CIF Contracts ( Cost, Insurance and Freight)

This type of contract resembles the FOB “with additional services” and is the most
comprehensive and widely used international export trade contracts and embodies three
different contracts. A Cost, Insurance and Freight (CIF) contract is an agreement to sell
goods at a price inclusive of the cost of the goods, insurance coverage and freight.

1. Contract of sale between seller and buyer.

2. Contract of carriage (seller/carrier and buyer/carrier).

3. Contract of marine insurance.


• In a CIF contract, the price paid by the buyer would normally be inclusive of all
costs up to the agreed port of destination at which point the buyer has a duty to
receive the goods. This type of contract frees the buyer form the seller’s local
export customs. Also, this eases the work burden on the buyer of arranging for
insurance and freight as he might find it difficult in a foreign country.

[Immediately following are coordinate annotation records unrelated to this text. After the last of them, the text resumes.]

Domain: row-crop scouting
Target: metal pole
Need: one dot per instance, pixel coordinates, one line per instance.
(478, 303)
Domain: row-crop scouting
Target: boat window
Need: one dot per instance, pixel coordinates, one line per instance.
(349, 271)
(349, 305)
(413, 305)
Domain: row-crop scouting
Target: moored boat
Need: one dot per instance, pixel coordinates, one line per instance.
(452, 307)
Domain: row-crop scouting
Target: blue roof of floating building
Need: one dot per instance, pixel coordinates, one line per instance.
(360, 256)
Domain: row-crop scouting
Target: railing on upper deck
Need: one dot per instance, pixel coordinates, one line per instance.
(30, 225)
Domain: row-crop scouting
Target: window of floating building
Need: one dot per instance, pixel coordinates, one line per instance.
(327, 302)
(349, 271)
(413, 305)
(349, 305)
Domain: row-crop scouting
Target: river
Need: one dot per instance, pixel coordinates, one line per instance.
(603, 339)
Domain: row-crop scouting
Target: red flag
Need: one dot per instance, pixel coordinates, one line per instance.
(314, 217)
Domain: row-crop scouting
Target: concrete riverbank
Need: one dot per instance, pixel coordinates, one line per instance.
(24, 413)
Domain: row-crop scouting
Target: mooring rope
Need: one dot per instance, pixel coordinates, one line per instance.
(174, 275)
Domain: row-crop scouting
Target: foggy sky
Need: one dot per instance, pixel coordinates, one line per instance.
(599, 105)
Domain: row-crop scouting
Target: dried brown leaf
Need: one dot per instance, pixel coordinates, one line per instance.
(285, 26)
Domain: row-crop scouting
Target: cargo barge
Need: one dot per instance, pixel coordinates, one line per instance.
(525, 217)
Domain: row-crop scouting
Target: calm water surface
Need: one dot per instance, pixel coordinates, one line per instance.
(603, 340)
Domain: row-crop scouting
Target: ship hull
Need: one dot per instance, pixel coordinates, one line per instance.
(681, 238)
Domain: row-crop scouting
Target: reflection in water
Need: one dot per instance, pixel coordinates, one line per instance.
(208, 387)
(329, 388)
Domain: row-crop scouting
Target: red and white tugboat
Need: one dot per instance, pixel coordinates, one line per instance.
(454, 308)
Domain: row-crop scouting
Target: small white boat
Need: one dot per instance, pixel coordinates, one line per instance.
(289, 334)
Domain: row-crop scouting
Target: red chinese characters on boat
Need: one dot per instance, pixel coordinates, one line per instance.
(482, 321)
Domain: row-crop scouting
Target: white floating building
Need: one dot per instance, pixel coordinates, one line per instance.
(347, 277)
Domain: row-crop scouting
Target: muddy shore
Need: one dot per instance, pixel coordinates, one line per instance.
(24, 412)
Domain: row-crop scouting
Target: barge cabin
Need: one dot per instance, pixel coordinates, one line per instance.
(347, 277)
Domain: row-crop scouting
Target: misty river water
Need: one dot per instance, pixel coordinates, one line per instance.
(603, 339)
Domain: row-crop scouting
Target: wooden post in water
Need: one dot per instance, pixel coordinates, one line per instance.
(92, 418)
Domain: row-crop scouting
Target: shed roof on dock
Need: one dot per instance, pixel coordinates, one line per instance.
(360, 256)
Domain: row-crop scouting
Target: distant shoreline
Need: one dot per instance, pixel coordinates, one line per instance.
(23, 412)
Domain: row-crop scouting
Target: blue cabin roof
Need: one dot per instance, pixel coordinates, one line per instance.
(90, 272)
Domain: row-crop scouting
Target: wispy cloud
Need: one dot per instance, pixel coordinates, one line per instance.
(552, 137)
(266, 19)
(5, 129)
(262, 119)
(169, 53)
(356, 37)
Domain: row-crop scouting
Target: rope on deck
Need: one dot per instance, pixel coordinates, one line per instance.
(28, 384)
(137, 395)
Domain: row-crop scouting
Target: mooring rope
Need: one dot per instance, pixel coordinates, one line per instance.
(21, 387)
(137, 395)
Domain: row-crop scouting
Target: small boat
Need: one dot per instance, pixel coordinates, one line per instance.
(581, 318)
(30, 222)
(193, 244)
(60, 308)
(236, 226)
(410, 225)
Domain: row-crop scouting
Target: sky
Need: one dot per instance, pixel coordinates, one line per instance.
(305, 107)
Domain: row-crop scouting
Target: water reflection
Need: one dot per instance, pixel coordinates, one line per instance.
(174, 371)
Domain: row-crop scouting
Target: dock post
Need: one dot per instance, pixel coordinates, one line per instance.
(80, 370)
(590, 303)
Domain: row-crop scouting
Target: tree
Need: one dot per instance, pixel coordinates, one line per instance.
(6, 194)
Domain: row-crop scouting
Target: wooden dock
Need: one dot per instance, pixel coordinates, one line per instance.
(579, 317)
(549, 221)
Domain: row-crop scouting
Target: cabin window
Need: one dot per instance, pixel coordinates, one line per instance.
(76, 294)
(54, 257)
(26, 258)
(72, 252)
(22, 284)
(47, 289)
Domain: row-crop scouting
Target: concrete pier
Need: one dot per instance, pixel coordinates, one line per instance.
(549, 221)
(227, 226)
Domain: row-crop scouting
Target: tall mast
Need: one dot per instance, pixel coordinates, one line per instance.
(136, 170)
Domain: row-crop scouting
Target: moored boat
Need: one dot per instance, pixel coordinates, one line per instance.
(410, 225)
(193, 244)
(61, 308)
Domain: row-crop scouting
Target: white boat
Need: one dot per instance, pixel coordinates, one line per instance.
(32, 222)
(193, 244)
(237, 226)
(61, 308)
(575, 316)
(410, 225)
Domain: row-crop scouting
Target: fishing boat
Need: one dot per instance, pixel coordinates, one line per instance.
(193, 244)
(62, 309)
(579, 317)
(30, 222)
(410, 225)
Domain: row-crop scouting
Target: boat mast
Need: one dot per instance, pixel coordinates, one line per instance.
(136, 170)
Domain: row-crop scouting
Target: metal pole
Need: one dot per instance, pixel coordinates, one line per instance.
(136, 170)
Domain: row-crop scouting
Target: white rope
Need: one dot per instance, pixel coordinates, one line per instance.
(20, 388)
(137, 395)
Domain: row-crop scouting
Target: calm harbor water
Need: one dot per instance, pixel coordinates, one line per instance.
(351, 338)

• This type of contract is advantageous to the seller as he is more conversant with


the local export customs and would negotiate reduced rates on insurance and
freight as a regular exporter and hence reducing the costs for the importing party.
“a CIF contract is a type of contract which is more widely and more
frequently in use than any other contract used for purposes of sea borne
commerce. An enormous number of transactions, in value amounting to
untold sums, are carried out every year under CIF contracts. The essential
characteristics of this contract have often been described. The seller has to
ship or acquire after that shipment the contract goods, as to which, if
unascertained, he is generally required to give a notice of appropriation. On
or after shipment, he has to obtain proper bills of lading and proper policies
of insurance. He fulfils his contract by transferring the bills of lading and
the policies to the buyer.”
Lord Wright in Ross T Smyth and Co. Limited vs TD Bailey Sons and Company (1940) 56
TLR 825
The seller’s obligations
• Ship the goods as described in the contract and within agreed shipping period

• Arrange for marine insurance.

• To enter into a contract of carriage with a carrier who is able to deliver the
goods to the port of discharge and obtain a bill of lading evidencing the
contract of carriage by sea.

• Procure a contract of carriage.

• Produce a commercial invoice.

• Tender the documents to the buyer to effect payment.


The Buyer’s obligations

• To accept the documents.

• Receive the goods at agreed port of destination.

• Bear all costs incidental to the export (custom dues at port of entry)

The buyer has to accept the documents even though the goods have not arrived at the
port of destination and without knowing as to the condition of the goods at sea as the
buyer is protected against damage or loss whilst in transit.

The CIF is advantageous to the buyer as the documents could be used as security to
obtain bank credit or could sell the goods whilst on high seas if they are for trade
purposes.
Passing of Risk in CIF contracts

• CIF contracts are exceptions to the general rule in Section 21 of the SOGO.

• Property under a CIF contract passes at the time the buyer pays and takes
up the documents, the goods deemed to be at the buyers risk from the time of
shipment (The risk of loss or damage to the goods passes when the goods
are on board the vessel)

• The buyer takes the benefit of the contract of carriage and policy of insurance
and is therefore able to claim, either under the contract or the policy, in respect
of damage or loss from the time of shipment.

(However, the buyer is expose to risks which are not covered by the contract of
carriage or insurance.)
***Important
This is not a complete note and only a guideline
to study. Many other examples and cases (which
are not listed in this ppt) have been discussed
during lectures. In addition, you are advised to
go through relevant recommended books,
articles and cases for further knowledge.